Hay otras profetizas que se mencionan en el Antiguo Testamento, incluyendo a Miriam (Éx 15.20), Débora (Jue 4.4), y la esposa de Isaías (Is 8.3). El Nuevo Testamento informa que Ana y las hijas de Felipe eran profetizas, pero no sabemos casi nada más en cuanto a sus vidas o sus mensajes (Lc 2.36; Hch 21.9).

Algunas mujeres usaron el talento musical que Dios les había dado. Miriam y otras mujeres elevaron un canto de alabanza a Dios después de que los israelitas fueron librados de los egipcios (Éx 15.20–21). Cuando Dios ayudó a Débora y Barac a derrotar a los cananeos, cantaron un dúo de victoria (Jue 5.1–31). Tres hijas de Hemán también servían en la música; y según 1 Crónicas 25.5 lo hacían en el templo.

En la iglesia en Cencrea había una diaconisa llamada Febe, de quien Pablo dijo que «ella ha ayudado a muchos, y a mí mismo» (Ro 16.1–2). En su carta a Timoteo Pablo escribió que las esposas de los diáconos, o diaconisas, deben ser «honestas, no calumniadoras, sino sobrias, fieles en todo» (1 Tim 3.11). Pero aclaró que no quería que ninguna mujer en la iglesia en Éfeso enseñara o tuviera autoridad sobre los hombres (2.12).

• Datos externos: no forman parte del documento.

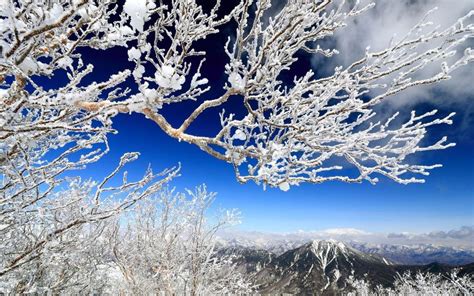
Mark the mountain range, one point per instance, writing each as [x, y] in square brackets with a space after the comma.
[326, 267]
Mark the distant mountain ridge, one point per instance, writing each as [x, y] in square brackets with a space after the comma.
[322, 267]
[415, 254]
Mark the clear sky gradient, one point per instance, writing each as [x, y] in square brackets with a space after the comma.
[444, 202]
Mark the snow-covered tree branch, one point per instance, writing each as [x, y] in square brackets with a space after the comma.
[306, 130]
[167, 246]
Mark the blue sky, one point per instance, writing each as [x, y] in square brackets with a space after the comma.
[444, 202]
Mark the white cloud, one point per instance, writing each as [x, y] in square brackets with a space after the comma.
[393, 19]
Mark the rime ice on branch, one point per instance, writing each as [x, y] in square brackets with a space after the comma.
[292, 133]
[295, 132]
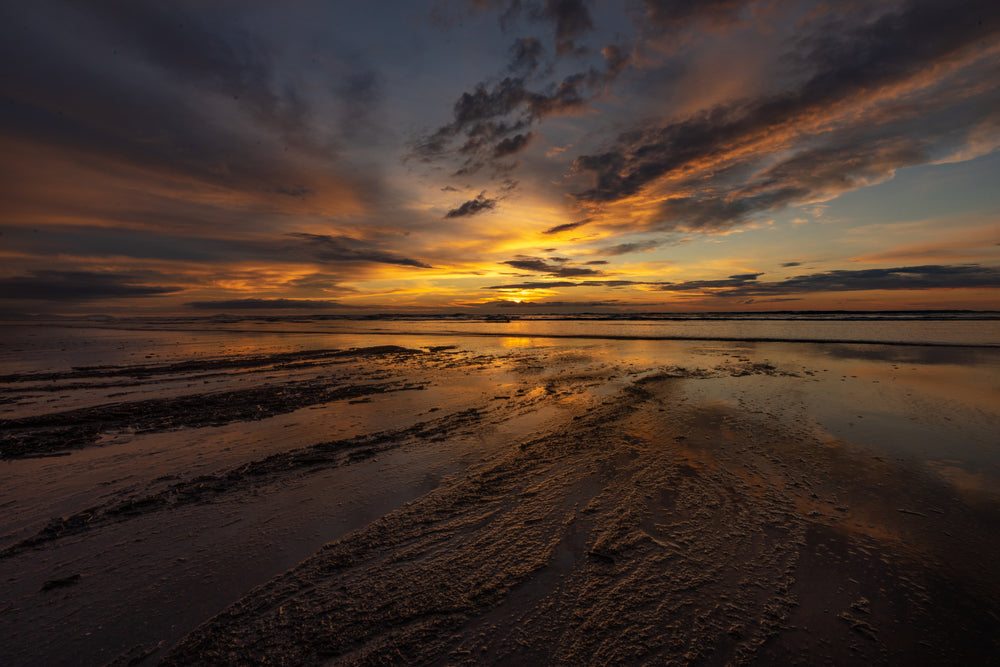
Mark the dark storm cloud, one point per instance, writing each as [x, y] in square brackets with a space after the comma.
[746, 284]
[180, 89]
[326, 248]
[625, 248]
[730, 283]
[264, 304]
[845, 65]
[490, 121]
[558, 269]
[898, 278]
[512, 145]
[525, 56]
[572, 19]
[107, 242]
[472, 207]
[674, 15]
[566, 227]
[54, 285]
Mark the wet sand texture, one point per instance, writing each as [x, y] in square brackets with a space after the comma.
[641, 532]
[638, 525]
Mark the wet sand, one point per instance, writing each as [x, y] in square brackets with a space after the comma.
[443, 504]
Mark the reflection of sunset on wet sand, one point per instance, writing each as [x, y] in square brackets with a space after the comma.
[500, 332]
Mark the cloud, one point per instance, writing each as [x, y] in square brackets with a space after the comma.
[625, 248]
[472, 207]
[567, 226]
[572, 19]
[927, 277]
[566, 283]
[558, 270]
[933, 276]
[490, 122]
[504, 303]
[264, 304]
[525, 56]
[731, 283]
[326, 248]
[868, 99]
[54, 285]
[674, 15]
[537, 285]
[512, 145]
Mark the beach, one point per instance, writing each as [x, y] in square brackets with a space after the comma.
[407, 493]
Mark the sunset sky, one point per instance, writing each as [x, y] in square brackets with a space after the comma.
[193, 157]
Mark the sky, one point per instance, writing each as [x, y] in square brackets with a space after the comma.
[193, 157]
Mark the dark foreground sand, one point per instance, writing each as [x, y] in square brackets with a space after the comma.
[638, 526]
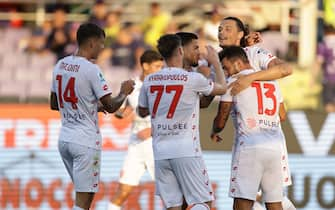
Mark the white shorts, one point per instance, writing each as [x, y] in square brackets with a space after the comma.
[287, 181]
[139, 159]
[83, 165]
[183, 178]
[254, 169]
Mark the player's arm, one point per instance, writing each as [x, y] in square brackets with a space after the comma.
[220, 85]
[220, 120]
[143, 111]
[53, 101]
[111, 104]
[144, 134]
[205, 101]
[277, 69]
[282, 112]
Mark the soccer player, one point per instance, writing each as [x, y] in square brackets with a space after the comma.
[258, 149]
[140, 155]
[171, 97]
[77, 87]
[232, 32]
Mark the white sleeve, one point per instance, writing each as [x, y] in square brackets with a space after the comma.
[201, 84]
[53, 81]
[143, 97]
[53, 85]
[98, 83]
[227, 97]
[264, 57]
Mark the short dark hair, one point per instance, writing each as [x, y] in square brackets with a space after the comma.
[167, 45]
[233, 53]
[87, 31]
[241, 27]
[150, 56]
[186, 37]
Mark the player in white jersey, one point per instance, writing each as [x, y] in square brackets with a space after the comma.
[140, 156]
[77, 87]
[258, 147]
[232, 32]
[171, 97]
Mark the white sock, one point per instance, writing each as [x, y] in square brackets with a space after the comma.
[112, 206]
[257, 206]
[287, 204]
[200, 206]
[77, 208]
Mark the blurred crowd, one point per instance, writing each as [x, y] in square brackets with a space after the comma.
[28, 52]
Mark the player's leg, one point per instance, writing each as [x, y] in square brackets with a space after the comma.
[242, 204]
[272, 180]
[167, 186]
[246, 174]
[132, 171]
[193, 179]
[86, 174]
[287, 204]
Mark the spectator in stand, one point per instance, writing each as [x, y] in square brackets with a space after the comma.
[210, 28]
[72, 45]
[99, 12]
[59, 36]
[126, 50]
[154, 26]
[326, 61]
[274, 41]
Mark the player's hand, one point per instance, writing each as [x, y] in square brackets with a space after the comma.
[144, 134]
[204, 70]
[101, 108]
[253, 38]
[242, 82]
[118, 114]
[127, 87]
[211, 56]
[216, 138]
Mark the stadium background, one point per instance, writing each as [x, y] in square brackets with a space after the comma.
[32, 175]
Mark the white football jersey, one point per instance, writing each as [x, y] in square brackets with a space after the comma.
[256, 114]
[172, 97]
[259, 58]
[79, 84]
[139, 123]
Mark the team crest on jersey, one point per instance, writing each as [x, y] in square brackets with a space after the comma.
[105, 87]
[102, 79]
[263, 51]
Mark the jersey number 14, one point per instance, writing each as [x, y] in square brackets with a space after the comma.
[69, 94]
[269, 93]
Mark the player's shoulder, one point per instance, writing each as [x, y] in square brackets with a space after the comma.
[256, 50]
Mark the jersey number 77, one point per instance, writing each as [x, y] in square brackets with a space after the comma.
[160, 89]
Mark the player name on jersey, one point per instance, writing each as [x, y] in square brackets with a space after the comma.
[178, 77]
[69, 67]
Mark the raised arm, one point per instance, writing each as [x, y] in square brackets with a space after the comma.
[220, 120]
[53, 101]
[112, 104]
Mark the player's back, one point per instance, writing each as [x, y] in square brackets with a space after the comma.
[259, 58]
[256, 115]
[139, 123]
[78, 95]
[173, 101]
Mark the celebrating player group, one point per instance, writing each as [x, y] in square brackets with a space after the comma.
[176, 82]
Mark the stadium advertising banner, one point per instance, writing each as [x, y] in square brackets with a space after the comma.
[32, 175]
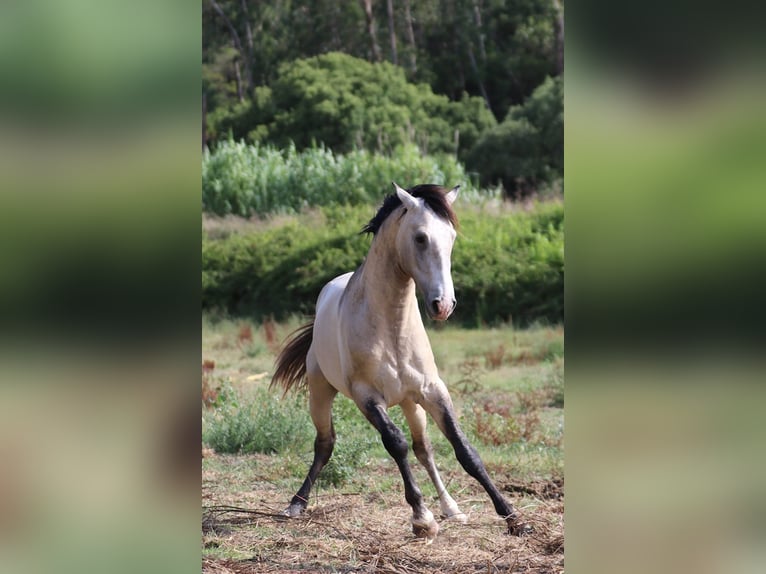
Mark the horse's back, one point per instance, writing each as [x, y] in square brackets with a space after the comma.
[326, 329]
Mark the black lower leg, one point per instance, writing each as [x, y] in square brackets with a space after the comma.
[323, 447]
[396, 445]
[469, 459]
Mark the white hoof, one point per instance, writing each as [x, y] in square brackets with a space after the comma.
[427, 530]
[457, 517]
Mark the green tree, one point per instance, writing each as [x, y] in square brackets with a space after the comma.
[347, 103]
[527, 149]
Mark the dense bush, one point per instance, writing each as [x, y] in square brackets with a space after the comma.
[527, 149]
[347, 104]
[246, 179]
[265, 424]
[506, 266]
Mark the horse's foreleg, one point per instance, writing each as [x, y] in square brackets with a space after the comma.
[416, 419]
[321, 396]
[442, 411]
[423, 523]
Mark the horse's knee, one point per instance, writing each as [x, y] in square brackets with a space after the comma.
[324, 445]
[395, 442]
[422, 450]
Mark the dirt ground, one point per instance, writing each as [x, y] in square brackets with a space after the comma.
[368, 530]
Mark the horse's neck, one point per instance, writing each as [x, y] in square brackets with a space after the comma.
[388, 291]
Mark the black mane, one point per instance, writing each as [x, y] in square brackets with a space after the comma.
[433, 195]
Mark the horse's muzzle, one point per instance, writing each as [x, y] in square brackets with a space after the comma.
[440, 309]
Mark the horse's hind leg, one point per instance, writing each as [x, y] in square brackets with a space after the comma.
[439, 406]
[423, 523]
[416, 419]
[321, 396]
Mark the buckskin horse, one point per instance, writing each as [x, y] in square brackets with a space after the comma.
[367, 340]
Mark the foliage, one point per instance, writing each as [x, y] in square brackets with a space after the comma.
[346, 104]
[494, 48]
[527, 149]
[266, 424]
[506, 266]
[355, 439]
[243, 180]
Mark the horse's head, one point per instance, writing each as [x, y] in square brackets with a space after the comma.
[424, 242]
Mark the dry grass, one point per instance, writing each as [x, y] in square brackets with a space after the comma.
[369, 530]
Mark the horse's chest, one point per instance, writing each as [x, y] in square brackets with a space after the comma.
[394, 375]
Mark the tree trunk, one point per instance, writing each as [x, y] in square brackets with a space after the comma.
[237, 45]
[367, 5]
[411, 37]
[238, 78]
[249, 60]
[392, 31]
[204, 120]
[477, 20]
[475, 69]
[558, 28]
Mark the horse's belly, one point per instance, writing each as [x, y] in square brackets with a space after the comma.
[326, 333]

Entre otras mujeres líderes de la iglesia primitiva se incluye a Priscila, quien le explicó a Apolos «más exactamente el camino de Dios» (Hch 18.24–26). Evodia y Síntique eran dos líderes espirituales en Filipos. Pablo dijo «éstas que combatieron juntamente conmigo en el evangelio» (Flp 4.3). Así que parece que estaban haciendo una obra similar a la que realizaba él mismo.

Una antigua historia judía demuestra cuán importante era la mujer en Israel. La historia dice que una vez un hombre fiel se casó con una mujer piadosa. No tenían hijos, así que con el tiempo acordaron divorciarse. El esposo entonces se casó con una mujer impía y ella lo pervirtió. La mujer piadosa se casó con un impío y ella lo convirtió en justo. La moraleja de la historia es que la mujer pone el tono en el hogar.

La madre israelita tenía un lugar importante en la vida de la familia. En alto grado ella podía ser la clave para el éxito de la familia o la causa de su fracaso. Ella podía tener incalculable influencia sobre su esposo e hijos.

La historia de Israel, y su cultura, le debe mucho a estas mujeres esforzadas.